Professor Stiglitz, an academic at the Columbia Business School and a former economic adviser to president Bill Clinton, said a further $US 500 billion was going to be spent on the fighting in the next two years and that could have been used more effectively to improve the security and quality of life of Americans and the rest of the world.

The money being spent on the war each week would be enough to wipe out illiteracy around the world, he said. Just a few days' funding would be enough to provide health insurance for US children who were not covered, he said.

The public had been encouraged by the White House to ignore the costs of the war because of the belief that the war would somehow pay for itself or be paid for by Iraqi oil or US allies. "When the Bush administration went to war in Iraq it obviously didn't focus very much on the cost. Larry Lindsey, the chief economic adviser, said the cost was going to be between $US 100billion and $US 200 billion - and for that slight moment of quasi-honesty he was fired.

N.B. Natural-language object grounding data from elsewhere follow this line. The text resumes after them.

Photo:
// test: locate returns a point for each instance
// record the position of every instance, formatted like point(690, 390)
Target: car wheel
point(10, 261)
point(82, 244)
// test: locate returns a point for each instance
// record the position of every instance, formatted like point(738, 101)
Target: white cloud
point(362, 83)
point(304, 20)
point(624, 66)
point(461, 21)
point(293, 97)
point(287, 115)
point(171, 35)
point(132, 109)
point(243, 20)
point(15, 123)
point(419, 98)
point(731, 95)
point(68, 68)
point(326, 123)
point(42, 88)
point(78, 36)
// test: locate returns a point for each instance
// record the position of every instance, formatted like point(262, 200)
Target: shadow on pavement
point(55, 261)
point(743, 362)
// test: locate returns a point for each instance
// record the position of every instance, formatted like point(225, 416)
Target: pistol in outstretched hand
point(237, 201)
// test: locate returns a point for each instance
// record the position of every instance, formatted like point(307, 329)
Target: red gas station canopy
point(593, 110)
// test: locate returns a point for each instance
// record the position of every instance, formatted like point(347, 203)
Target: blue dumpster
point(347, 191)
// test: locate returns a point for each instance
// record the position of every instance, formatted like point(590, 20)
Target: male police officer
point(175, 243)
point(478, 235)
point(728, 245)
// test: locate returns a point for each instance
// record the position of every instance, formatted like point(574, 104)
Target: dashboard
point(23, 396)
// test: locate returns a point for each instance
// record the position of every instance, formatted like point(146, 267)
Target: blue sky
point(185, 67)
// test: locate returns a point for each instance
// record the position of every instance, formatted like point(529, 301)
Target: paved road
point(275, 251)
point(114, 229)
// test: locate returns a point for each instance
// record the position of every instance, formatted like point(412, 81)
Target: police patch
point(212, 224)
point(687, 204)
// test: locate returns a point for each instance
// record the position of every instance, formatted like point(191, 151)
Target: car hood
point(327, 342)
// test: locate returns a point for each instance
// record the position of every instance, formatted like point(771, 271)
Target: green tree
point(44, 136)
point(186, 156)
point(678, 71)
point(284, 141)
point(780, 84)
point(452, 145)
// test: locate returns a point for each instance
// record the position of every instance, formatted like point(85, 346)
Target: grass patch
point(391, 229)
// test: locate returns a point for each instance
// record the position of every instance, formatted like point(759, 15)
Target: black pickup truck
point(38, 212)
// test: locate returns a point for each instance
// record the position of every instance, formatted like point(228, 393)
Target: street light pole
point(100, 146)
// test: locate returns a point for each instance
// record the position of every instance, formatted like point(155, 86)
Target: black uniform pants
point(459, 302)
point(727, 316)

"(Then defence secretary Donald) Rumsfeld responded and said 'baloney', and the number the administration came up with was $US50 to $US60 billion. We have calculated that the cost was more like $US3 trillion. "Three trillion is a very conservative number, the true costs are likely to be much larger than that. "Five years after the war, the US was still spending about $US 50billion every three months on direct military costs, he said.

Professor Stiglitz and another Clinton administration economist, Linda Bilmes, have produced a book, The Three Trillion Dollar War, pulling together their research on the true cost of the war, which does not include the cost to Iraq.

One of the greatest discrepancies is that the official figures do not include the long-term healthcare and social benefits for injured servicemen, who are surviving previously fatal attacks because of improved body armour. "The ratio of injuries to fatalities in a normal war is 2:1. In this war they admitted to 7:1 but a true number is (something) like 15:1. "Some 100,000 servicemen have been diagnosed with serious psychological problems and the soldiers doing the most tours of duty have not yet returned.

Professor Stiglitz attributed to the Iraq war $US 5-$US 10 of the almost $US 80-a-barrel increase in oil prices since the start of the war, adding that it would have been reasonable to attribute more than $US 35 of that rise to the war.

He said the British bill for its role in the war was about 20 times the pound stg. 1billion ($2.1 billion) that former prime minister Tony Blair estimated before the war.

The British Government was yesterday ordered to release details of its planning for the war, when the country's Information Commissioner backed a Freedom of Information request for the minutes of two cabinet meetings in the days before the war.

Commissioner Richard Thomas said that because of the importance of the decision to go to war, the public interest in disclosing the minutes outweighed the public interest in withholding the information.